Ryanair threatens to axe more flights to Spain
The low-cost airline Ryanair has warned it may reduce more routes to Spain after airport operator Aena proposed annual fee increases of 3.8% between 2027 and 2031.
The airline says the rising charges could make some routes unviable, particularly to regional destinations that rely heavily on budget carriers.
Eddie Wilson, Ryanair’s chief executive, said: “Next winter we will make further cuts to regional airport services and I remind you that our total traffic in Spain for this summer will only grow by 0.5% cent compared to 9% in Italy, 11% in Morocco or 20% in Poland.”
He added that Aena’s pricing strategy was “regrettable, but not surprising”, accusing the operator of maintaining an “airport monopoly” and claiming regional airports in Spain were often underused.
Wilson warned that if fees continue to rise, even major Spanish airports could become “uncompetitive”, with the airline instead shifting capacity to destinations such as Albania, Sweden, Italy and Morocco where costs are lower.
Aena has defended its plans, saying the increases are needed to support a €13bn investment programme across Spain’s airport network.

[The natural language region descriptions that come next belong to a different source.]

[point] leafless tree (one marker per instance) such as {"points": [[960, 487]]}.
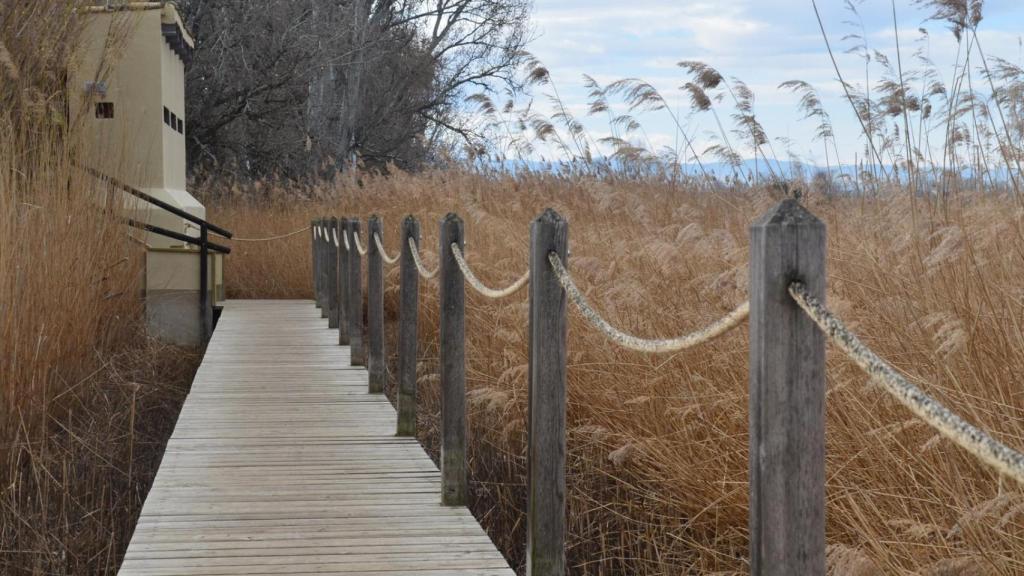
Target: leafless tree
{"points": [[307, 87]]}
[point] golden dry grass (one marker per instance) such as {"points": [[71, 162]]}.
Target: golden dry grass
{"points": [[658, 445], [86, 400]]}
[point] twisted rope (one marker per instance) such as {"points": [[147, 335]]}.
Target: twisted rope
{"points": [[478, 286], [271, 238], [380, 249], [624, 339], [358, 245], [419, 263], [975, 441]]}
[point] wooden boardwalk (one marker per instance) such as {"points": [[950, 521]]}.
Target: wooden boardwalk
{"points": [[283, 463]]}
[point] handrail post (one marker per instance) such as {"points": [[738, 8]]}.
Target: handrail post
{"points": [[787, 389], [354, 296], [546, 440], [376, 363], [205, 312], [314, 258], [408, 314], [325, 241], [453, 361], [332, 275], [343, 273]]}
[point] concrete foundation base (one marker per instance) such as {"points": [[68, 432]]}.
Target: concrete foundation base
{"points": [[172, 316]]}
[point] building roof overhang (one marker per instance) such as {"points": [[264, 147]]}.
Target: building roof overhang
{"points": [[173, 29]]}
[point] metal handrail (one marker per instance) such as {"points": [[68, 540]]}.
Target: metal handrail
{"points": [[205, 246], [178, 236], [159, 203]]}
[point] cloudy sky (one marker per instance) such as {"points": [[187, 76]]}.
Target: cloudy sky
{"points": [[762, 42]]}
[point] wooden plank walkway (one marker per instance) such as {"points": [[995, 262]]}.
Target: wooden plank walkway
{"points": [[283, 463]]}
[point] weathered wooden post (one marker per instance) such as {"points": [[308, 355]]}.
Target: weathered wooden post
{"points": [[320, 263], [325, 240], [314, 259], [408, 313], [376, 363], [343, 287], [205, 306], [546, 455], [787, 391], [332, 275], [455, 489], [354, 296]]}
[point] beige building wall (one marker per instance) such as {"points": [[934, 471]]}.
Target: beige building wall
{"points": [[130, 66], [125, 53]]}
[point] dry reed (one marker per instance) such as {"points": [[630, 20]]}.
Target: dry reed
{"points": [[658, 445], [86, 400]]}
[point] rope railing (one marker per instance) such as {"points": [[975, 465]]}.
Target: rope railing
{"points": [[662, 345], [475, 283], [787, 388], [419, 263], [272, 238], [380, 248], [968, 437]]}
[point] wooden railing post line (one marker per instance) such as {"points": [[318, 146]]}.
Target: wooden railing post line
{"points": [[546, 441], [314, 258], [343, 287], [409, 311], [332, 276], [455, 489], [376, 364], [354, 296], [787, 391]]}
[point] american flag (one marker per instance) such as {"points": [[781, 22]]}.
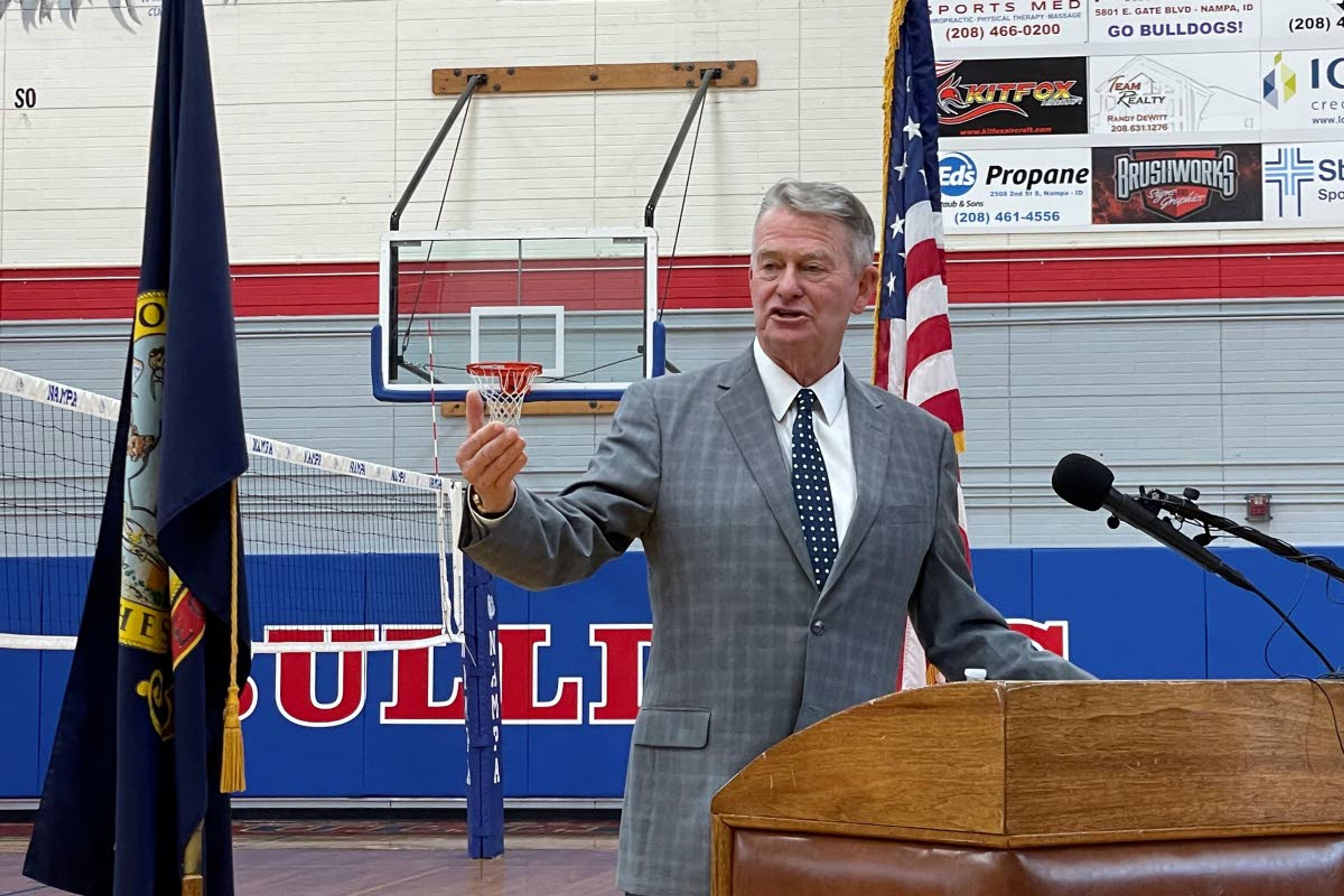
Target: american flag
{"points": [[913, 336]]}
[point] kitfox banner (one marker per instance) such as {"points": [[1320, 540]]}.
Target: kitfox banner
{"points": [[1013, 97], [148, 746]]}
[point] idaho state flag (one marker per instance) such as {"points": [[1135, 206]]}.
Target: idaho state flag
{"points": [[147, 749]]}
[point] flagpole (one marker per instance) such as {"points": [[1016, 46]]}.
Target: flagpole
{"points": [[193, 882]]}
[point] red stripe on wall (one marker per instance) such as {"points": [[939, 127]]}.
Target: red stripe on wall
{"points": [[721, 281]]}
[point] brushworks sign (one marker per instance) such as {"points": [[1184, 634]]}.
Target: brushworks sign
{"points": [[1176, 184]]}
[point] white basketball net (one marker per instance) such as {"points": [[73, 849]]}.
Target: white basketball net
{"points": [[503, 386]]}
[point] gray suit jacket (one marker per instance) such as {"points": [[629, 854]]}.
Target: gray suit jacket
{"points": [[745, 651]]}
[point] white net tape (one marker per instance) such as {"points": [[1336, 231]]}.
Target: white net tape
{"points": [[331, 542]]}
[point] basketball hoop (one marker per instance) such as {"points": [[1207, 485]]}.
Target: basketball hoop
{"points": [[503, 385]]}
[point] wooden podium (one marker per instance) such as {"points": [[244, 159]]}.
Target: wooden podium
{"points": [[1070, 788]]}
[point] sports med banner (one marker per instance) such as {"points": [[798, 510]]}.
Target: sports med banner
{"points": [[974, 23], [1014, 190]]}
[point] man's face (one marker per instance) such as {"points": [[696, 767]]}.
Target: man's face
{"points": [[804, 289]]}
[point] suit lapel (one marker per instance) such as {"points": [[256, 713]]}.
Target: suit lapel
{"points": [[870, 439], [747, 414]]}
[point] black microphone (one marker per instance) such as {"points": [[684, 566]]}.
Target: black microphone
{"points": [[1086, 484]]}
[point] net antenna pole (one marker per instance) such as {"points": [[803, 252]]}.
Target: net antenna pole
{"points": [[394, 359]]}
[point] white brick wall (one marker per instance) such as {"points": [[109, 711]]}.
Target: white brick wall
{"points": [[326, 109]]}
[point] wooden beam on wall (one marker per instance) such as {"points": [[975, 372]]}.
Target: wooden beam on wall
{"points": [[638, 76]]}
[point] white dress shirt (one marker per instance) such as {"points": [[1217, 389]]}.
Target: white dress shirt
{"points": [[830, 422], [831, 426]]}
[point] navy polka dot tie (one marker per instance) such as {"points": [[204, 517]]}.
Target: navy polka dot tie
{"points": [[812, 492]]}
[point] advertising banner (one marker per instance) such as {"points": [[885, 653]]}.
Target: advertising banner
{"points": [[1176, 184], [1304, 89], [1006, 97], [1167, 94], [1007, 23], [1303, 19], [1011, 190], [1304, 183], [1211, 23]]}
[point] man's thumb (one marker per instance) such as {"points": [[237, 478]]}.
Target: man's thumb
{"points": [[475, 412]]}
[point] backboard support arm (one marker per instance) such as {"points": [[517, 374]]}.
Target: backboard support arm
{"points": [[707, 77]]}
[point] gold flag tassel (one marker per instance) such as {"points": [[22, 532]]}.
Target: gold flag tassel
{"points": [[232, 766]]}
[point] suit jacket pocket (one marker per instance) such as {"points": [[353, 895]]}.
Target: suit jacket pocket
{"points": [[902, 512], [672, 727]]}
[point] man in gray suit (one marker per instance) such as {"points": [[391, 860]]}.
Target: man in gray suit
{"points": [[792, 516]]}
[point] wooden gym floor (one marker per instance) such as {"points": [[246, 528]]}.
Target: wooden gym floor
{"points": [[379, 859]]}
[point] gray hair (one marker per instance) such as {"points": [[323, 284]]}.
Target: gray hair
{"points": [[826, 199]]}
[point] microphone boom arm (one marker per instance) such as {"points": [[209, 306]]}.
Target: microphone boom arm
{"points": [[1184, 508]]}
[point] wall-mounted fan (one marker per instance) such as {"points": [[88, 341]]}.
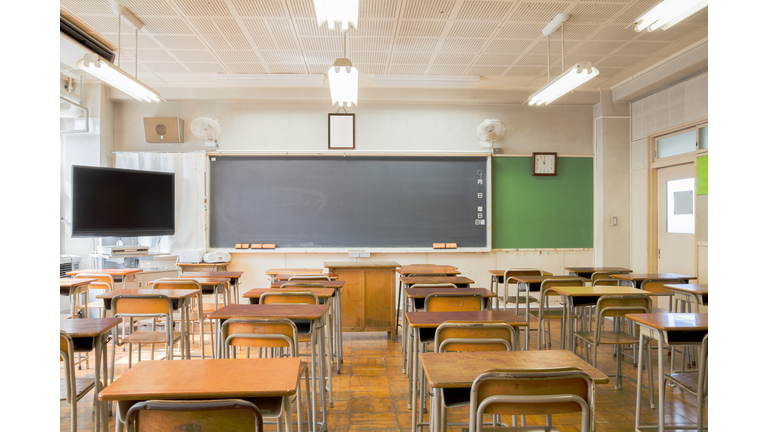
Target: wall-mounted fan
{"points": [[207, 130], [489, 131]]}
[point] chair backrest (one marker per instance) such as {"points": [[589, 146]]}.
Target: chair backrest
{"points": [[260, 333], [104, 281], [547, 284], [454, 302], [156, 305], [656, 286], [309, 277], [440, 285], [532, 392], [231, 415], [289, 297], [463, 336]]}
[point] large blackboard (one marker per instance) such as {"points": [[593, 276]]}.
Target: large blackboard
{"points": [[348, 202]]}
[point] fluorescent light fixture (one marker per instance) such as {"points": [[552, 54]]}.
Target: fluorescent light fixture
{"points": [[117, 78], [444, 81], [668, 13], [567, 81], [341, 11], [342, 78], [271, 80]]}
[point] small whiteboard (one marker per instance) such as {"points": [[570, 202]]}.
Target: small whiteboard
{"points": [[341, 131]]}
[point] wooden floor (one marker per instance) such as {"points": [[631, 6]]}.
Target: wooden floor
{"points": [[371, 392]]}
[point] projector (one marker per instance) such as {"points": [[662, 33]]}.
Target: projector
{"points": [[216, 257], [123, 250]]}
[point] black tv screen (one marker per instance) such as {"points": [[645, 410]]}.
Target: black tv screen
{"points": [[112, 202]]}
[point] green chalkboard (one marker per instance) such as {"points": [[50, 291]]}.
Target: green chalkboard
{"points": [[542, 211]]}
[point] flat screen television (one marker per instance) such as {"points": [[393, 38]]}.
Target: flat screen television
{"points": [[113, 202]]}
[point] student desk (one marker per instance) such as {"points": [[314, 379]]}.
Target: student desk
{"points": [[271, 273], [587, 272], [254, 380], [217, 266], [234, 279], [497, 277], [120, 276], [699, 292], [72, 287], [459, 370], [528, 284], [674, 329], [432, 320], [92, 333], [181, 302], [291, 311], [336, 285], [576, 296]]}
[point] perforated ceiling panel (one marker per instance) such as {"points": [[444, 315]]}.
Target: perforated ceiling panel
{"points": [[446, 37]]}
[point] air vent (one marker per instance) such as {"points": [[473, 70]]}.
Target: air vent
{"points": [[80, 36]]}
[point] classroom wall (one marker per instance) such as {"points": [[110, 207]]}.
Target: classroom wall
{"points": [[389, 127], [683, 102]]}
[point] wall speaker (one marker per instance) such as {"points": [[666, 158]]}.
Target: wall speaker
{"points": [[164, 129]]}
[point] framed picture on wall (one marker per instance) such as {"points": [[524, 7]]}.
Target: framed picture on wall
{"points": [[341, 131]]}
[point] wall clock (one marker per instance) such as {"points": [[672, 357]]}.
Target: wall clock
{"points": [[545, 164]]}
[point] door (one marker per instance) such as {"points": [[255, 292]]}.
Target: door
{"points": [[676, 220]]}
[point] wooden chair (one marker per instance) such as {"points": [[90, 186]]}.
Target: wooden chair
{"points": [[144, 306], [532, 392], [518, 272], [194, 315], [74, 388], [278, 335], [617, 306], [694, 382], [464, 336], [544, 313], [232, 415]]}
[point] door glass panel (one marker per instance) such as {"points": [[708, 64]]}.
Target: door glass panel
{"points": [[676, 144], [680, 209], [704, 137]]}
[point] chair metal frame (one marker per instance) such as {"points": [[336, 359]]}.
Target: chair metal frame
{"points": [[195, 405], [587, 407]]}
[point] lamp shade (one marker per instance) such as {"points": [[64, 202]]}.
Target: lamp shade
{"points": [[342, 78], [337, 11]]}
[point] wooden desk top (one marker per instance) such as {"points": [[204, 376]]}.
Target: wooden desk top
{"points": [[206, 379], [596, 269], [275, 272], [672, 321], [424, 292], [173, 294], [700, 289], [202, 281], [328, 284], [410, 280], [320, 292], [500, 273], [434, 319], [113, 272], [229, 274], [539, 279], [286, 276], [73, 282], [88, 327], [361, 264], [642, 277], [287, 310], [575, 291], [459, 370]]}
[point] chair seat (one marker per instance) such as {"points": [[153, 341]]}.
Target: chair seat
{"points": [[83, 386], [609, 338], [149, 337]]}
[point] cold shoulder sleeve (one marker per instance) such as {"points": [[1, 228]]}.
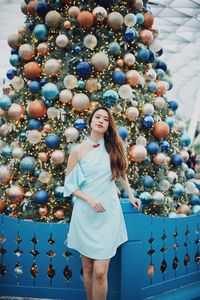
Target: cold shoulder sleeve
{"points": [[74, 180]]}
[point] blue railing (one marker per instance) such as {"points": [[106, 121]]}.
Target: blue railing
{"points": [[161, 254]]}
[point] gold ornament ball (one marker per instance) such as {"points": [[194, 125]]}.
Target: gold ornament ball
{"points": [[80, 102], [138, 153], [132, 113]]}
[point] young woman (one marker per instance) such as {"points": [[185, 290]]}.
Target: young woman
{"points": [[97, 225]]}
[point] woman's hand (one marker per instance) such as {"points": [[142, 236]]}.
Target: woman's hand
{"points": [[135, 201], [96, 205]]}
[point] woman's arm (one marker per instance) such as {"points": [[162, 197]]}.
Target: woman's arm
{"points": [[71, 163], [126, 185]]}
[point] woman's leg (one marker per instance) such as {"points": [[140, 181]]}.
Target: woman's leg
{"points": [[87, 275], [100, 282]]}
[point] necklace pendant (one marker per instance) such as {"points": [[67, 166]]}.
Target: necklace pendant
{"points": [[96, 145]]}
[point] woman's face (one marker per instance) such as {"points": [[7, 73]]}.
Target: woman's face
{"points": [[100, 121]]}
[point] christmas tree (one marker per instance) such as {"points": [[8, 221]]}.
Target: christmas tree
{"points": [[73, 56]]}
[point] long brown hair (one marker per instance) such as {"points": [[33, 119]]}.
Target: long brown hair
{"points": [[114, 146]]}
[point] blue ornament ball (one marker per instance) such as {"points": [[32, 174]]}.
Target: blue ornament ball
{"points": [[52, 141], [28, 164], [185, 140], [34, 86], [14, 60], [106, 3], [84, 70], [148, 181], [161, 65], [123, 132], [80, 124], [34, 124], [59, 193], [6, 151], [160, 73], [173, 105], [151, 56], [152, 86], [41, 197], [143, 54], [140, 18], [178, 190], [148, 121], [165, 146], [110, 98], [177, 160], [14, 51], [124, 194], [190, 173], [81, 84], [50, 91], [153, 148], [42, 8], [11, 74], [5, 102], [129, 35], [170, 122], [195, 200], [41, 33], [114, 48], [145, 196], [118, 77]]}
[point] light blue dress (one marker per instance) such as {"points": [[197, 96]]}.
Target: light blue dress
{"points": [[95, 235]]}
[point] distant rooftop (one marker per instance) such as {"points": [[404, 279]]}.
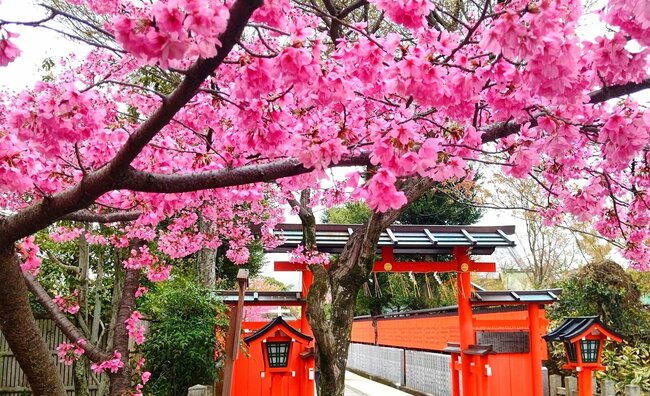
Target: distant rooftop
{"points": [[405, 239]]}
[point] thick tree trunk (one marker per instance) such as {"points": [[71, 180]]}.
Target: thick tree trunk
{"points": [[206, 259], [121, 381], [81, 369], [19, 327], [118, 286], [343, 280]]}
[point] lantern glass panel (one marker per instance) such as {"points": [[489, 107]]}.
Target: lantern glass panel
{"points": [[278, 353], [571, 351], [589, 350]]}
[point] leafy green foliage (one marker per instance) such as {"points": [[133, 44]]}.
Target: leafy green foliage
{"points": [[350, 213], [439, 209], [628, 365], [180, 345], [605, 289], [226, 270], [399, 291]]}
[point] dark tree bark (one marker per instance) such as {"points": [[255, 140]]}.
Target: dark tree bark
{"points": [[19, 327], [206, 259], [343, 280], [121, 381], [81, 368]]}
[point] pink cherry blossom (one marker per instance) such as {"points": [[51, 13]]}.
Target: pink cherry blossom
{"points": [[69, 303], [69, 353], [135, 328], [112, 365], [8, 50]]}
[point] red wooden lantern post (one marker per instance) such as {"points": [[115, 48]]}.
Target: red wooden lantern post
{"points": [[583, 342]]}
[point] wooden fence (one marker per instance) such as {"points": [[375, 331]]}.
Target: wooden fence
{"points": [[568, 386], [12, 379]]}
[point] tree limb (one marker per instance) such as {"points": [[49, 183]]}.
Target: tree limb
{"points": [[504, 129], [184, 182], [40, 215], [69, 330], [93, 217]]}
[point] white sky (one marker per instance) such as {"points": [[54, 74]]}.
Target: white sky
{"points": [[37, 44]]}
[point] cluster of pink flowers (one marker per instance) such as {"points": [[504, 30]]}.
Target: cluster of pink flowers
{"points": [[28, 251], [135, 328], [157, 270], [145, 376], [142, 290], [381, 193], [69, 303], [8, 50], [140, 258], [65, 234], [112, 365], [69, 353], [410, 13], [172, 30], [304, 256], [632, 16], [53, 116], [612, 62]]}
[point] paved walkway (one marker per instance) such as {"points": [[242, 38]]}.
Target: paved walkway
{"points": [[356, 385]]}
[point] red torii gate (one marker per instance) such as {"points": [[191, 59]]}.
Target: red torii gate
{"points": [[460, 242]]}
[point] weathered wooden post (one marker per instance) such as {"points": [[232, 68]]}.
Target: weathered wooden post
{"points": [[583, 339], [234, 332], [632, 390]]}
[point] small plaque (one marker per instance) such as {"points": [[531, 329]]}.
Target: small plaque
{"points": [[505, 341]]}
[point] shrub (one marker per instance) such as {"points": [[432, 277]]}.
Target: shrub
{"points": [[179, 349]]}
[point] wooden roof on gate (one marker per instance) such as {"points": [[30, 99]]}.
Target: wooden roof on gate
{"points": [[574, 327], [405, 239]]}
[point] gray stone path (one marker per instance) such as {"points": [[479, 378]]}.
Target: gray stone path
{"points": [[356, 385]]}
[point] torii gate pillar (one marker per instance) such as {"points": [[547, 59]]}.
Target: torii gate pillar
{"points": [[464, 284]]}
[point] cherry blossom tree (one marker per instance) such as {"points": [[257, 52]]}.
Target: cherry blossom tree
{"points": [[255, 100]]}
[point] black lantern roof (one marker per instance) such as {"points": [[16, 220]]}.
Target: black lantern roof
{"points": [[276, 322], [497, 297], [577, 327], [405, 239]]}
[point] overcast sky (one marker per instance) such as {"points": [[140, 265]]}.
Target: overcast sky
{"points": [[37, 44]]}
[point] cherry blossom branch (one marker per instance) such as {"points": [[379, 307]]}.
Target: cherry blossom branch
{"points": [[92, 186], [614, 91], [167, 183], [58, 262], [92, 217], [56, 11], [507, 128], [68, 328]]}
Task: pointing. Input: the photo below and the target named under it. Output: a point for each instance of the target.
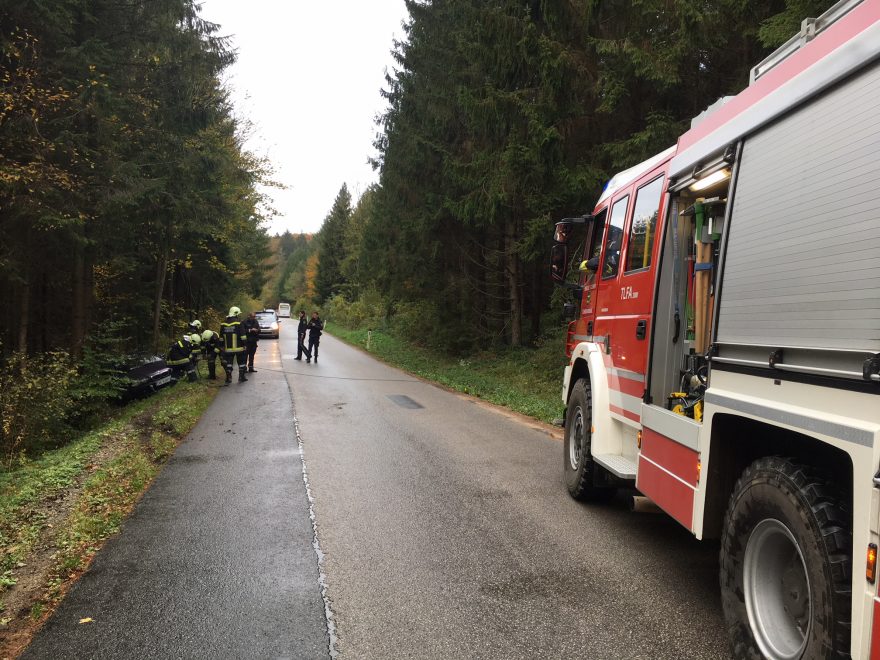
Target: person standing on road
(195, 342)
(234, 344)
(301, 336)
(252, 325)
(211, 346)
(315, 327)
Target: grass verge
(58, 510)
(527, 380)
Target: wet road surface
(217, 559)
(448, 532)
(444, 531)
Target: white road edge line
(316, 544)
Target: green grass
(527, 380)
(143, 433)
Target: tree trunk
(24, 313)
(78, 314)
(537, 302)
(513, 282)
(159, 290)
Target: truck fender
(604, 437)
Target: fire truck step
(617, 465)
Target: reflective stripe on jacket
(234, 336)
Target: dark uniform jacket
(213, 345)
(315, 327)
(234, 335)
(252, 327)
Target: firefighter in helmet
(179, 358)
(211, 350)
(234, 336)
(195, 343)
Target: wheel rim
(576, 439)
(777, 591)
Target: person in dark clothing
(252, 326)
(212, 345)
(179, 358)
(195, 354)
(315, 327)
(301, 336)
(234, 344)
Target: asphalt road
(217, 559)
(448, 532)
(444, 531)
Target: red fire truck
(725, 357)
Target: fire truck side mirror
(559, 262)
(563, 231)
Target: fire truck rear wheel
(786, 564)
(580, 469)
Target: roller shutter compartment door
(802, 267)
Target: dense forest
(127, 199)
(128, 205)
(503, 117)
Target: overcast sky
(309, 76)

It said the funding would ensure safety, maintenance and future capacity, under its “every airport counts” strategy.
For travellers, the dispute raises the prospect of fewer budget options to Spain at a time when demand for Mediterranean holidays remains strong and airlines across Europe are reassessing route profitability amid rising operating costs.
Industry observers say the situation highlights a wider pressure across European aviation, as airports and airlines continue to clash over who should absorb rising operational costs, and how much of that is ultimately passed on to passengers.